The request to reduce Engagement Studio wait times to under one day lived in the Salesforce ideaexchange for more than six years. It amassed over 800 votes and at the end of 2021 was estimated for the Spring ’23 release. The release date was changed to Winter ’24 in February of this year and Salesforce appears to have made it happen.
Increased precision on email sends in Engagement Studio
The inability to set a prospect wait time to a few hours for an email send was a major irritant to Pardot users. This was especially true for those who had migrated from a different marketing automation system. Many came from smaller, less expensive systems and were expecting parity with what they had: flexibility to set wait times in units of hours and minutes, not days. With Pardot, instead of being able to fire off an email hours after a prospect accessed a landing page, they had just two options: hit them immediately or wait a full day. This loose time range gave marketers no leeway on when they could target a prospect who had recently engaged with a marketing asset.

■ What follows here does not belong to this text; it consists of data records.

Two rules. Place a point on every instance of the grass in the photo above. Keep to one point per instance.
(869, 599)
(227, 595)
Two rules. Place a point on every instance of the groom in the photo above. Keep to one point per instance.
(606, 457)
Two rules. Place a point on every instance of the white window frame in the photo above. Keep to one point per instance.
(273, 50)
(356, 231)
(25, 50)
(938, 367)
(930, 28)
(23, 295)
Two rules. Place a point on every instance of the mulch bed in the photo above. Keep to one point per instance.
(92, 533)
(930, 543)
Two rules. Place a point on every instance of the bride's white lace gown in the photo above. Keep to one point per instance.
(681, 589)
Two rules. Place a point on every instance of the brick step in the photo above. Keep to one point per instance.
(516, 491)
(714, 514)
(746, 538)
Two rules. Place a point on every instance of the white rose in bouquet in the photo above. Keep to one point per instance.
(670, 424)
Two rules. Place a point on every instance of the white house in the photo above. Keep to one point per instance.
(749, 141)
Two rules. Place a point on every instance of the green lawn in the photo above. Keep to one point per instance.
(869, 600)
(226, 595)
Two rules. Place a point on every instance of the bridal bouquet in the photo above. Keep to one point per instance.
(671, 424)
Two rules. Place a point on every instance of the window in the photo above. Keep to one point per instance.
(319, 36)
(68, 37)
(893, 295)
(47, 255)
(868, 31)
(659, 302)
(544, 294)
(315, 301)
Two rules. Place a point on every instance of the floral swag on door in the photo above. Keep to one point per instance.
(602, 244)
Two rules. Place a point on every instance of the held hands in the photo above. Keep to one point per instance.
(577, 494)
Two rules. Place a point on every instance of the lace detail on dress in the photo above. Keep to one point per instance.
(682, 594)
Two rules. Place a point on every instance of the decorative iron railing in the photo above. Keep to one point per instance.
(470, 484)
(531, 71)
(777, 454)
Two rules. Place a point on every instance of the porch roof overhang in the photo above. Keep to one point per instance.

Engagement studio has shorter email wait times but are they short enough?
In the upcoming release, prospects can wait in Engagement Studio program steps in hourly time increments. But there’s still some rigidity with this enhancement because the shortest period of wait time is two hours. The hourly increments run from two to eight hours and then jump back up to one day.
Is this enough marketing wiggle room? Many users had requested the ability to wait minutes, not two hours, before ushering prospects to the next step. Most of Pardot’s competitors, including the smaller guys, provide wait times in minutes.
Salesforce has essentially given users seven more options for automation time waits. The time increments may not be as granular as people would like. One smaller marketing automation system I’ve been impressed with is Brevo (formerly Sendinblue).
To my knowledge it has the most generous free and low-end packages. All its packages include automations, which they call workflows. In these workflows, contacts can wait minutes, hours, days, weeks and months. Other systems, including Marketo, MailChimp, HubSpot and Constant Contact, also have this level of granularity on wait times.
What’s the rush?
Salesforce has listened to its users and is giving them more options in Engagement Studio wait times. I suspect they’ll be updating their documentation soon to reflect this change, so I thought I’d include an excerpt of how it current reads pre-release.
Avoid zero-day waits. A zero-day wait is processed immediately, which for many actions is too fast! To make sure that prospects have time to interact with your assets, allow a wait period of at least one day.
There’s a lot of truth in this and I’d encourage folks to thoroughly evaluate their Engagement Studio or automations and determine which actions genuinely need to happen in a matter of minutes. I’m seeing an increasing amount of what I call ‘prospect fatigue.’ This where long-time prospects, who once interacted frequently with most outreach, no longer read emails. Or, even worse, they opt out entirely. In the world of ever-increasing digital stimulation it’s easy to feel overwhelmed.
If you’d like some help creating automations with the right mix of action and reflection, please feel free to reach out. We’d be happy to assist in striking that fine balance.
Update
The new wait times have been released and are available in Pardot Engagement Studio. If you try to enter a time under two hours, you will receive the message below. The word does change from plural to singular if the number 1 is entered, which is a nice feature. As the notification states, if emails are set to go out only during business hours, even if the email wait time is set to two hours, it may not be sent until the following day.